Plumbing committed in this session

  • apps/fiab-console/tests/uat-console-smoke.mjs — Playwright smoke test (URL points at loom-console.internal.delightfulmoss-…)
  • uat-runner-final.sh — base64-bundled runner, installs Playwright locally on the jumpbox, runs the smoke test, writes screenshots + JSON to /tmp/loom-uat/
  • Private DNS zone delightfulmoss-96202bfd.eastus2.azurecontainerapps.io — manually created in rg-csa-loom-admin-eastus2, wildcard A records, linked to hub + DLZ VNets
  • Container App loom-console — probes stripped via REST PUT, new loom-console--0000001 revision Healthy

Open issues

  • ACA env ingress returns 404 for every hostname (see above)
  • Most apps' health probes are misconfigured (point at endpoints that don't exist in their respective codebases) — same fix as Console needed across MCP, Activator, Mirroring, Direct-Lake-Shim
  • @azure/monitor-opentelemetry init still failing at Console startup (non-fatal, but logs an error every boot)

Tracked for the next iteration.

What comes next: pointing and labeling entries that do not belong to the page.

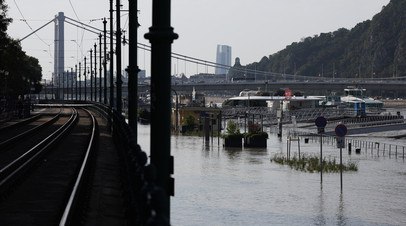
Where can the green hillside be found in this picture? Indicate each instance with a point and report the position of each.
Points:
(373, 48)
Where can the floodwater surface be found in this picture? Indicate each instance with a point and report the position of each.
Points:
(218, 186)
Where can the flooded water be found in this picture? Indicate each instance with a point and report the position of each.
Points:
(217, 186)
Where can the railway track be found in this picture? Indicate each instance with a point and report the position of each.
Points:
(45, 172)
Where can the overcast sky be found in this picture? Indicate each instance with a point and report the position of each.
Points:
(253, 29)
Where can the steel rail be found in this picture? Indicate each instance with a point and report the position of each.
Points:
(10, 172)
(80, 180)
(20, 123)
(20, 136)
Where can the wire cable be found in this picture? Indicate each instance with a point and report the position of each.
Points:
(18, 8)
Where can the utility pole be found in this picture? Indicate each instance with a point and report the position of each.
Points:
(105, 61)
(67, 84)
(161, 36)
(76, 80)
(80, 79)
(118, 58)
(95, 73)
(111, 57)
(63, 85)
(100, 68)
(133, 69)
(91, 76)
(59, 86)
(71, 83)
(84, 74)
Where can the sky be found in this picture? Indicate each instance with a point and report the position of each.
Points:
(253, 29)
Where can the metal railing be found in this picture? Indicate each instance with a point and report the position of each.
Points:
(144, 202)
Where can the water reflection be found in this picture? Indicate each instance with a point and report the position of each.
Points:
(320, 218)
(219, 186)
(341, 219)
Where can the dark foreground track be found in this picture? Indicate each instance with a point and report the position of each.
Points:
(40, 195)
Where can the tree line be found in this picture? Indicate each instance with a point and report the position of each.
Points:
(19, 73)
(372, 49)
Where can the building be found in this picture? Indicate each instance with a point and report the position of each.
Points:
(223, 57)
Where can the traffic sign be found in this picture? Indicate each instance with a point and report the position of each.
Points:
(321, 122)
(341, 130)
(340, 142)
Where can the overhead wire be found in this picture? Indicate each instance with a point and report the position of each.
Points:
(25, 21)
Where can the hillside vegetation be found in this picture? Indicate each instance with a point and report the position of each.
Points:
(374, 48)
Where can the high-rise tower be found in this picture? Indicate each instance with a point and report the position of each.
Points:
(223, 57)
(59, 53)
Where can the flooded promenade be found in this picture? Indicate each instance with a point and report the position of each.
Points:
(218, 186)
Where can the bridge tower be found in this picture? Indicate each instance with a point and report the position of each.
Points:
(59, 49)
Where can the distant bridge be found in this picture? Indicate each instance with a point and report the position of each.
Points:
(391, 89)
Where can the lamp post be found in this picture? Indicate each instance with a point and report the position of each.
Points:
(91, 76)
(133, 69)
(111, 56)
(84, 75)
(118, 58)
(105, 60)
(76, 80)
(80, 81)
(95, 73)
(161, 36)
(100, 69)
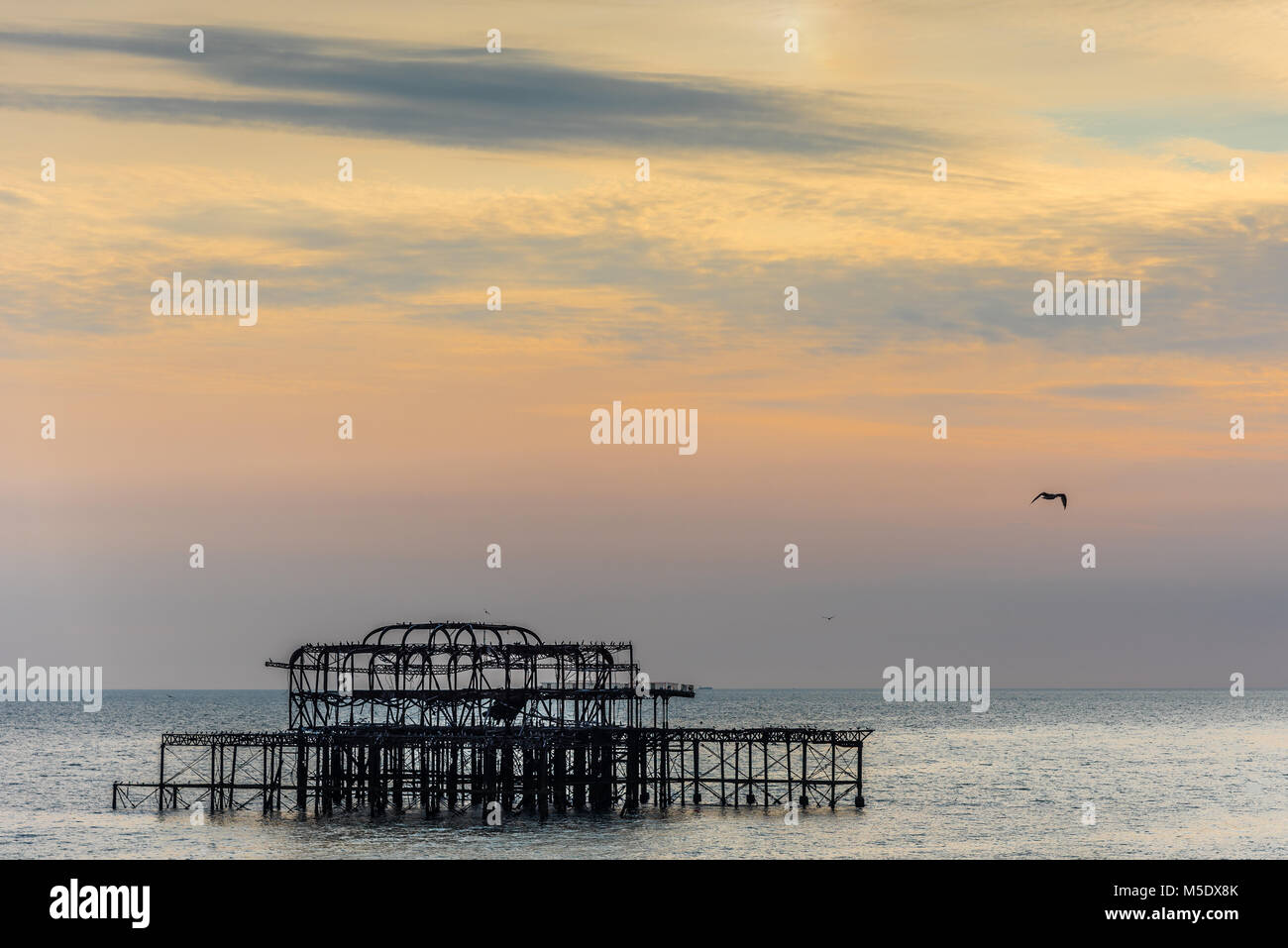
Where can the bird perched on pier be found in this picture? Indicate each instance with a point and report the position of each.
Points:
(1060, 497)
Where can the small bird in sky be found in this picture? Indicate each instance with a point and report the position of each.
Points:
(1060, 497)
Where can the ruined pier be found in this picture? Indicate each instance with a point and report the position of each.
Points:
(446, 717)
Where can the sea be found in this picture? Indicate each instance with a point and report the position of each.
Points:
(1167, 775)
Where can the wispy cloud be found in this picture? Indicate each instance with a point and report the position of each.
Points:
(455, 95)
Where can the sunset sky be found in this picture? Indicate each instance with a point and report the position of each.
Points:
(471, 427)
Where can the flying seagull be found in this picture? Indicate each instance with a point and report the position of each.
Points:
(1060, 497)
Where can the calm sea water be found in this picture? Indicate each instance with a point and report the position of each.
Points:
(1171, 773)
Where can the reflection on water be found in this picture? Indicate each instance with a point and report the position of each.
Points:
(1171, 773)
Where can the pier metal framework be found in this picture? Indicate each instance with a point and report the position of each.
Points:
(447, 716)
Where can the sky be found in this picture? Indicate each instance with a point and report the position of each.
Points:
(471, 425)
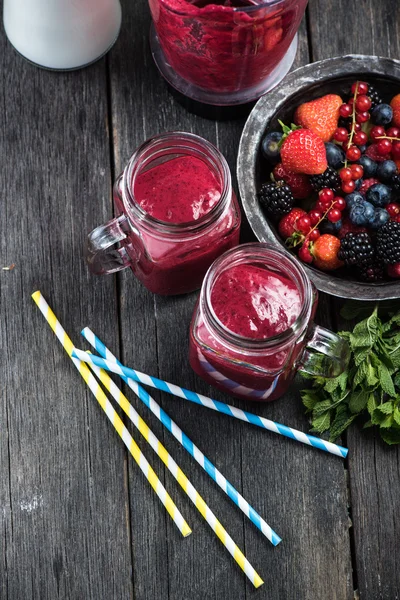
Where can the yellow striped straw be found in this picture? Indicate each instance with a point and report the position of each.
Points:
(179, 475)
(113, 416)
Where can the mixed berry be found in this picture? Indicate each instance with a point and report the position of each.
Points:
(334, 189)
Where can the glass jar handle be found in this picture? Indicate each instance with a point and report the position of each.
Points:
(326, 353)
(101, 257)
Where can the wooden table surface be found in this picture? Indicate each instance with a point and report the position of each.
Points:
(77, 518)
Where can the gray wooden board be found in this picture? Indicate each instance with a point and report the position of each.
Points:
(373, 467)
(301, 492)
(63, 506)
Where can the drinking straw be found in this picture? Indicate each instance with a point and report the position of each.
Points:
(231, 411)
(183, 439)
(179, 475)
(113, 416)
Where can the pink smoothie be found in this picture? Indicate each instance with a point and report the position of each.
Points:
(255, 302)
(180, 190)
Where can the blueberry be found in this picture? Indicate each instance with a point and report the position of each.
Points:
(382, 114)
(354, 198)
(368, 165)
(358, 183)
(334, 155)
(328, 227)
(270, 145)
(385, 171)
(379, 194)
(362, 213)
(381, 217)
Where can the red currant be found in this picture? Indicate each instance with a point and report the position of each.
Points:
(339, 203)
(353, 153)
(348, 186)
(345, 174)
(396, 150)
(345, 110)
(362, 117)
(393, 209)
(360, 138)
(384, 146)
(326, 194)
(377, 132)
(334, 215)
(393, 132)
(357, 171)
(363, 103)
(314, 216)
(314, 235)
(360, 87)
(340, 134)
(304, 224)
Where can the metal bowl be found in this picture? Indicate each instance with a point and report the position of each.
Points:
(334, 75)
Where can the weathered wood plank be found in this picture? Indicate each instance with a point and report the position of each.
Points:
(369, 28)
(69, 537)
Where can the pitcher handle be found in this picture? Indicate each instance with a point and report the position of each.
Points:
(101, 254)
(326, 353)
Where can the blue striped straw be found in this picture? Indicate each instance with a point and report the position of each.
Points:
(221, 407)
(173, 428)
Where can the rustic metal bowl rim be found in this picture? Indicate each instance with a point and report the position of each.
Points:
(318, 72)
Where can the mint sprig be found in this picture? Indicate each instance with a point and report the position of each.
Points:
(369, 388)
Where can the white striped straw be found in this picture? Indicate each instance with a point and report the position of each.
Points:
(180, 476)
(113, 416)
(182, 438)
(221, 407)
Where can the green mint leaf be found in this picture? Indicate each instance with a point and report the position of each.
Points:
(321, 407)
(340, 423)
(340, 383)
(322, 423)
(309, 398)
(386, 380)
(396, 415)
(358, 401)
(361, 374)
(391, 436)
(386, 408)
(372, 403)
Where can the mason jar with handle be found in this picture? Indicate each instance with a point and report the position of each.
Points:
(253, 326)
(176, 213)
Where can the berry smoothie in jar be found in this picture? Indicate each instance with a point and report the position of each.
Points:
(225, 51)
(252, 328)
(176, 214)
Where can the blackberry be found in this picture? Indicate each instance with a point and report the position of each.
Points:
(372, 272)
(276, 198)
(388, 243)
(374, 96)
(356, 249)
(328, 178)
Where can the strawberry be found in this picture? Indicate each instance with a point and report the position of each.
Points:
(304, 152)
(287, 225)
(395, 104)
(325, 251)
(373, 153)
(320, 116)
(304, 252)
(299, 184)
(367, 184)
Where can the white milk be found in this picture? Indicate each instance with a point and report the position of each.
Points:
(62, 34)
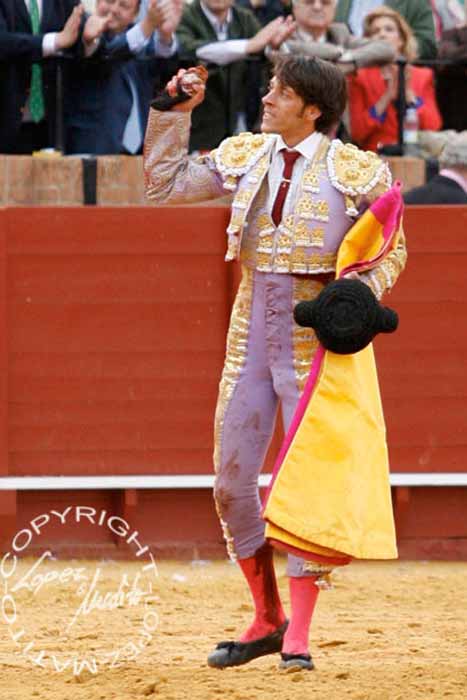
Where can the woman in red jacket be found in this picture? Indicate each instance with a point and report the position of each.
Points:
(373, 91)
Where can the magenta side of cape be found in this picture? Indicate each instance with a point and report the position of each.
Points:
(387, 209)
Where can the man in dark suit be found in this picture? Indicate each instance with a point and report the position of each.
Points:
(111, 90)
(224, 37)
(30, 32)
(450, 185)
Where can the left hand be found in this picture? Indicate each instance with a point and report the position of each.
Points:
(409, 93)
(351, 276)
(283, 32)
(94, 27)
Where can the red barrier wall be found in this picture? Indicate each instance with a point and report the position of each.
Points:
(113, 325)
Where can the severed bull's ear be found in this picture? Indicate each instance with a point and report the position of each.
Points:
(346, 316)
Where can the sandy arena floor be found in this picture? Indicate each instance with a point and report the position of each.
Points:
(385, 632)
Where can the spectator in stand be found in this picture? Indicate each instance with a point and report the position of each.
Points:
(417, 14)
(30, 32)
(223, 36)
(447, 14)
(452, 77)
(450, 185)
(266, 10)
(373, 92)
(318, 35)
(111, 90)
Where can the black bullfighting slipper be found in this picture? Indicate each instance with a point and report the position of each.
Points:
(296, 662)
(237, 653)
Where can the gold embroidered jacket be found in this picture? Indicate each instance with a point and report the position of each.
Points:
(335, 187)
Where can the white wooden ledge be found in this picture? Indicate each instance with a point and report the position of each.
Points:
(191, 481)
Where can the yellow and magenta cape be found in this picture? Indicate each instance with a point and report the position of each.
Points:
(329, 499)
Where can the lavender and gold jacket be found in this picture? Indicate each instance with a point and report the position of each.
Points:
(337, 185)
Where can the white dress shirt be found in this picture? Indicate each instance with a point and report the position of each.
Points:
(223, 51)
(307, 149)
(48, 41)
(358, 12)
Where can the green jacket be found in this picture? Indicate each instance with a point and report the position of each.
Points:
(418, 15)
(225, 97)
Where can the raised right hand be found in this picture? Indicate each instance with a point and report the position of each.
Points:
(94, 28)
(69, 34)
(197, 87)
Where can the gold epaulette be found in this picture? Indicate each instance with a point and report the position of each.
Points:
(355, 172)
(238, 154)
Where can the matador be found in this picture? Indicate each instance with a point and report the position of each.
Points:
(305, 209)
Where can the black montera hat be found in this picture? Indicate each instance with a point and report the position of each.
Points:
(346, 316)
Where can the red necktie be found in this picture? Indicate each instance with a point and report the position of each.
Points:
(289, 160)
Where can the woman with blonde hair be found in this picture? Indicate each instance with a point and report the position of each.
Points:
(374, 92)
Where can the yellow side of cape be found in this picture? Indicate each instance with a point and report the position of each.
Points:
(332, 490)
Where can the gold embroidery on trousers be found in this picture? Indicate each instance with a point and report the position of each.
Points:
(304, 341)
(237, 343)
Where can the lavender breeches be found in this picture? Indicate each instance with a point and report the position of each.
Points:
(267, 361)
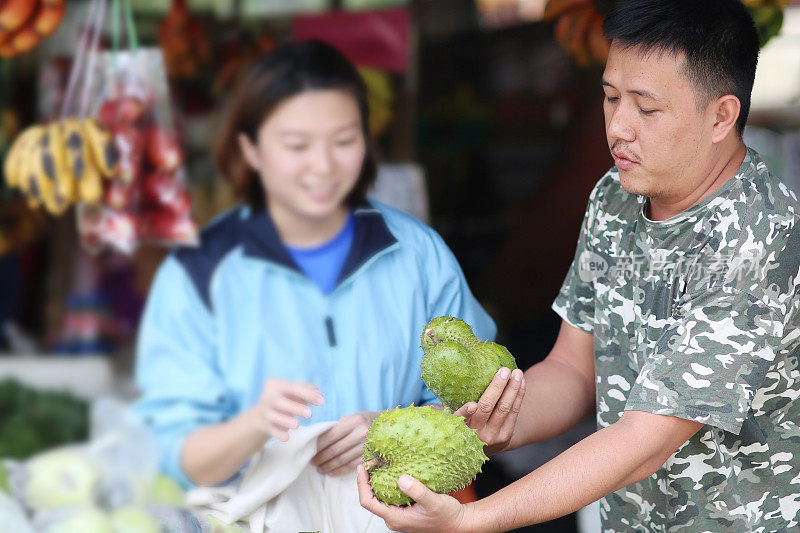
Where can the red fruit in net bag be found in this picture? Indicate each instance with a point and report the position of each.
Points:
(165, 226)
(118, 195)
(163, 190)
(130, 149)
(163, 150)
(123, 110)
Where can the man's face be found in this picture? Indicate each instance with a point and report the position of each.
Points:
(658, 135)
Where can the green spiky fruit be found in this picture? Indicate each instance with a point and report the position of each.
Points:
(457, 366)
(434, 446)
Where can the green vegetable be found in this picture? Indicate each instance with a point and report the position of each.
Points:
(33, 420)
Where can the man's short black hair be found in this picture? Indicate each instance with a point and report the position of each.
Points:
(718, 38)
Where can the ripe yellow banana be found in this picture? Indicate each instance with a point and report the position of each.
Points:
(88, 179)
(101, 147)
(37, 186)
(13, 162)
(56, 171)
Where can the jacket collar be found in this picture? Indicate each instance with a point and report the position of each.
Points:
(370, 236)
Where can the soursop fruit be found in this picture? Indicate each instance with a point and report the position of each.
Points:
(456, 365)
(433, 445)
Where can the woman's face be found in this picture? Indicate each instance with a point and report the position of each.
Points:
(309, 153)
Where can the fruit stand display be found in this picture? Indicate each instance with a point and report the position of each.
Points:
(24, 23)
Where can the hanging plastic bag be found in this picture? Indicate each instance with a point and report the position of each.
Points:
(126, 91)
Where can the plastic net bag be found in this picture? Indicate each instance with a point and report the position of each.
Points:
(125, 90)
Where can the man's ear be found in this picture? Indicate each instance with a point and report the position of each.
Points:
(249, 151)
(727, 109)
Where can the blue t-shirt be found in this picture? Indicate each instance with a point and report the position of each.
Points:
(323, 264)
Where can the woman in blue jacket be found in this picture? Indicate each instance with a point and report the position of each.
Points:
(304, 305)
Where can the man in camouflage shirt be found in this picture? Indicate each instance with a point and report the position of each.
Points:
(680, 310)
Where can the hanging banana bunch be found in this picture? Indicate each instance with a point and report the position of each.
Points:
(579, 25)
(62, 163)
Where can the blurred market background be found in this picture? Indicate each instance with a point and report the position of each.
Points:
(487, 114)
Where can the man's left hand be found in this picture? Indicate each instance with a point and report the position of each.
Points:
(431, 512)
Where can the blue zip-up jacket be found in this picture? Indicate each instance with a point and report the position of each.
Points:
(223, 318)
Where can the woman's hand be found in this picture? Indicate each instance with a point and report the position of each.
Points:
(340, 449)
(495, 414)
(280, 405)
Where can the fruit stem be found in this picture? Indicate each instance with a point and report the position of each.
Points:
(432, 334)
(372, 463)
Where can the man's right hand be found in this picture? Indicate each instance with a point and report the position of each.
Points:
(495, 414)
(281, 404)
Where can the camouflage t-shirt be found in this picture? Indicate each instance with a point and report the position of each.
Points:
(697, 317)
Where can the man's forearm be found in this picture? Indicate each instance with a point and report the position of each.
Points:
(600, 464)
(558, 397)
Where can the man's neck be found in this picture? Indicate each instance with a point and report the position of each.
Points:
(725, 168)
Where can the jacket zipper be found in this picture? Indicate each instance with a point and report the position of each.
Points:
(330, 330)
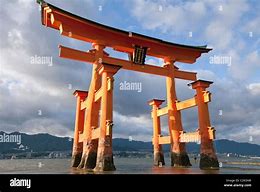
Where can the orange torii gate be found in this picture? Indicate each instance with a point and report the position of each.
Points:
(92, 148)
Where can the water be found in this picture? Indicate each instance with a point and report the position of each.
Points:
(125, 166)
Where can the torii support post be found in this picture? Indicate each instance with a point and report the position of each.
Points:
(208, 158)
(79, 125)
(105, 160)
(179, 157)
(157, 147)
(89, 155)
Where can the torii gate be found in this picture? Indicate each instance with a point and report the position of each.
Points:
(92, 148)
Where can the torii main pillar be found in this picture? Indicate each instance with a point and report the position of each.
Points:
(179, 157)
(104, 154)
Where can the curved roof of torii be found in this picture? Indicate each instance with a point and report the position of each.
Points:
(74, 26)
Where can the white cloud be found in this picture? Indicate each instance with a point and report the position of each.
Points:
(254, 88)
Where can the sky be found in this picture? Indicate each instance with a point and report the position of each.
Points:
(38, 98)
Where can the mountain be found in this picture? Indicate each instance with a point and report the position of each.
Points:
(46, 142)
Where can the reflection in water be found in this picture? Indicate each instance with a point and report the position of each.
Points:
(123, 165)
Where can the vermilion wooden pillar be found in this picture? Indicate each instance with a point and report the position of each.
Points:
(79, 125)
(105, 160)
(89, 156)
(157, 148)
(208, 158)
(179, 156)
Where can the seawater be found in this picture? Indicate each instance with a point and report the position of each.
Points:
(123, 166)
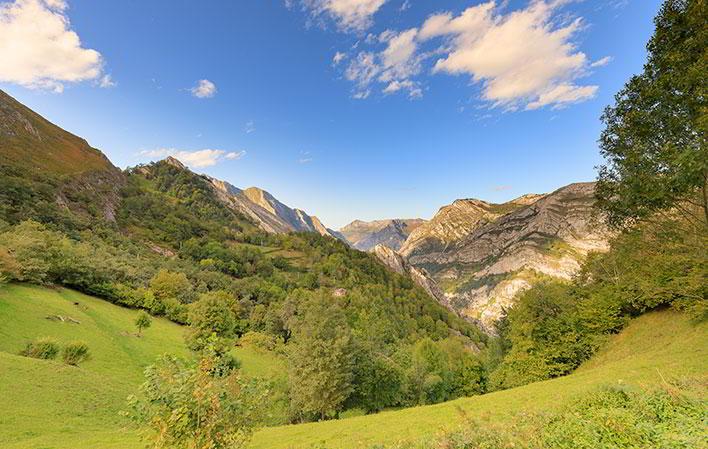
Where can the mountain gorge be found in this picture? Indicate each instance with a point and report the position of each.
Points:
(393, 233)
(475, 257)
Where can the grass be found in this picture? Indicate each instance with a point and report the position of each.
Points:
(49, 405)
(654, 345)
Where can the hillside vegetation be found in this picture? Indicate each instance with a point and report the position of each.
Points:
(73, 404)
(656, 346)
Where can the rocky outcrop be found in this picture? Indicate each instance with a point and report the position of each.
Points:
(393, 233)
(30, 143)
(266, 211)
(396, 263)
(482, 255)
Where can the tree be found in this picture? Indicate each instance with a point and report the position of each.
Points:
(166, 285)
(212, 314)
(321, 359)
(75, 352)
(190, 406)
(142, 321)
(654, 142)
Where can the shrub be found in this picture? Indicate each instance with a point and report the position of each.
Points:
(75, 352)
(606, 418)
(43, 348)
(187, 406)
(142, 321)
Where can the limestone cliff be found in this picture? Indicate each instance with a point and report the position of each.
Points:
(365, 236)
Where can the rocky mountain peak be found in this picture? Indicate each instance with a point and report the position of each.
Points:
(391, 233)
(169, 160)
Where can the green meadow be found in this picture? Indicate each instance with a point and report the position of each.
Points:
(49, 405)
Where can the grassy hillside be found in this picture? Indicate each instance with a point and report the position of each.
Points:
(50, 405)
(53, 406)
(657, 344)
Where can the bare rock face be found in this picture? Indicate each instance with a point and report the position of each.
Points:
(483, 255)
(475, 257)
(396, 263)
(364, 236)
(31, 143)
(267, 212)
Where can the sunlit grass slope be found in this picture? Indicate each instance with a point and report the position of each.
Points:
(46, 404)
(657, 344)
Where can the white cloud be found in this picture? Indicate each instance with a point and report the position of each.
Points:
(602, 62)
(525, 57)
(234, 155)
(38, 48)
(197, 158)
(204, 89)
(393, 66)
(107, 81)
(350, 15)
(563, 95)
(338, 57)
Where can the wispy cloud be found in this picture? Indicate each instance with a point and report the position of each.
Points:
(204, 89)
(107, 81)
(522, 59)
(39, 50)
(196, 158)
(602, 62)
(348, 15)
(338, 57)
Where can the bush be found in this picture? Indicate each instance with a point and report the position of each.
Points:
(43, 348)
(75, 352)
(607, 418)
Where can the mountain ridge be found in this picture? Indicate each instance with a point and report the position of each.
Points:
(475, 257)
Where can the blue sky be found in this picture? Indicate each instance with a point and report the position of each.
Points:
(426, 101)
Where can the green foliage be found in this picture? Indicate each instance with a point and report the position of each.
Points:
(42, 348)
(187, 406)
(654, 142)
(75, 352)
(606, 418)
(167, 285)
(321, 360)
(142, 321)
(214, 315)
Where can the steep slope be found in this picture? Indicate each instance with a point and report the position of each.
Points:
(455, 222)
(30, 141)
(393, 233)
(657, 344)
(267, 212)
(397, 263)
(482, 255)
(61, 168)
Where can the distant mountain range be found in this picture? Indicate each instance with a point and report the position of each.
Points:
(365, 236)
(475, 256)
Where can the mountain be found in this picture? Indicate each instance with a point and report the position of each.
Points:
(61, 172)
(365, 236)
(482, 255)
(30, 141)
(267, 212)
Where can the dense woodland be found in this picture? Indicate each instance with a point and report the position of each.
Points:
(176, 251)
(355, 335)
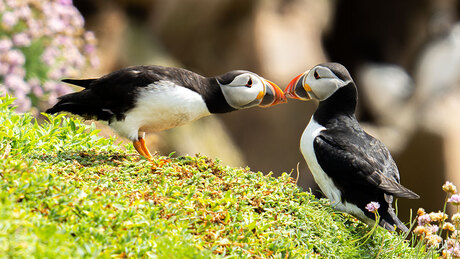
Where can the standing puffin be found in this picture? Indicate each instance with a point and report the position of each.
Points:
(350, 167)
(142, 99)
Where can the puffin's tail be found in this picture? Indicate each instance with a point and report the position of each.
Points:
(82, 103)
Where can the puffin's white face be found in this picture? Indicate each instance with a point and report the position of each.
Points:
(248, 90)
(318, 83)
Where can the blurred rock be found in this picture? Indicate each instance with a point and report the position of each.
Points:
(288, 36)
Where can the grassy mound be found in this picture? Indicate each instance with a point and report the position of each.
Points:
(65, 192)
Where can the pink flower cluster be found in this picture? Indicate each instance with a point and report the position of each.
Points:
(430, 224)
(42, 42)
(373, 206)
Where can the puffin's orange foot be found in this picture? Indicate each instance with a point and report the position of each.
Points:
(142, 149)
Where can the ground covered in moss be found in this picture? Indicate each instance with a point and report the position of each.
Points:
(65, 192)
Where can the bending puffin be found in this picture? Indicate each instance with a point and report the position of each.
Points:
(350, 167)
(142, 99)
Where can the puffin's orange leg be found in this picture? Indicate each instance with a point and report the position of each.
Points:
(142, 149)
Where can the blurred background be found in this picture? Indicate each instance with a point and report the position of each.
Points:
(403, 55)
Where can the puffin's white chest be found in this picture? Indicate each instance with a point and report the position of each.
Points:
(324, 182)
(161, 106)
(321, 178)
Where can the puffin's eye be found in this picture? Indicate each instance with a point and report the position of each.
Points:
(316, 75)
(249, 84)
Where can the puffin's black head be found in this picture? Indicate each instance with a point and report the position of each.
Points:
(244, 89)
(319, 83)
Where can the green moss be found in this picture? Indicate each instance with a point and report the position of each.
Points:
(65, 192)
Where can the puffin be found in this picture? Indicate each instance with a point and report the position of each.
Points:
(351, 167)
(143, 99)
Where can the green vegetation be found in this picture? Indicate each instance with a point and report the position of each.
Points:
(65, 192)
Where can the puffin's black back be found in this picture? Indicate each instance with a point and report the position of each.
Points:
(112, 95)
(360, 166)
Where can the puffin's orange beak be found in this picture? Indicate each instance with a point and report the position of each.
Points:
(273, 95)
(297, 89)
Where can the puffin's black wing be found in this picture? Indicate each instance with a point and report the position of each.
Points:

Console v0.2 should add proper /api/health routes to every app + correct probe configuration in the Bicep templates so this doesn't recur.

Addendum — iteration 1.5 (same session, deeper dive)

Pushed harder on the ACA ingress 404. Confirmed it is not:

  • a probe issue (probes stripped on all 6 apps via REST PUT; Console + Setup-Orchestrator now report healthState: Healthy)
  • a stale-revision issue (forced new revision via --set-env-vars FORCE_REDEPLOY=$(date +%s)loom-console--0000002 Healthy, still 404)
  • an ingress disable/enable issue (toggled both ways, still 404)
  • a TLS/SNI issue (cert SAN includes *.internal.<env-domain>, *.ext.<env-domain>, *.scm.<env-domain>)
  • a hostname-form issue (tried loom-console.internal.<env-domain>, loom-console.ext.<env-domain>, loom-console.<env-domain> — all 404)
  • a DNS issue (resolves correctly to env static IP 10.0.2.85; LB returns the ACA "stopped/does not exist" page, meaning request did reach the LB)
  • a workload-profile issue (Consumption profile, env has both Consumption and D8)
  • an env-identity issue (env has no managed identity, but internal-mode envs don't auto-manage DNS — customer-created zone is correct)

Discovered the 4 worker apps (MCP, Activator, Mirroring, Direct-Lake-Shim) have real application-level bugs unrelated to ingress:

  • loom-mcp + loom-direct-lake-shim: ".NET SDKs were not found" — runtime/SDK target framework mismatch in the published binaries vs aspnet:10.0 runtime base. Need to rebuild with explicit --framework net8.0 (or match runtime version).
  • loom-activator: DI registration failure in Program.cs:56 — a required service isn't wired in LoomActivator. App-side fix.
  • loom-mirroring: Debezium Connect needs Kafka brokers + CONFIG_STORAGE_TOPIC env var; the env scaffold ships without those — needs a Kafka deployment or refactor to use Azure Event Hubs Kafka surface.

These are normal v0.1 → v0.2 punch-list items, not blockers to the env itself.

Real ingress blocker remains an ACA env-level issue. Path forward (next iteration):

  1. Open an ACA support ticket with run ID + env name; or
  2. Tear down + redeploy the env (forces fresh ingress map registration); or
  3. Provision a fresh env in parallel and migrate apps over.

Time-boxed this iteration. State committed across PRs #325 / #326.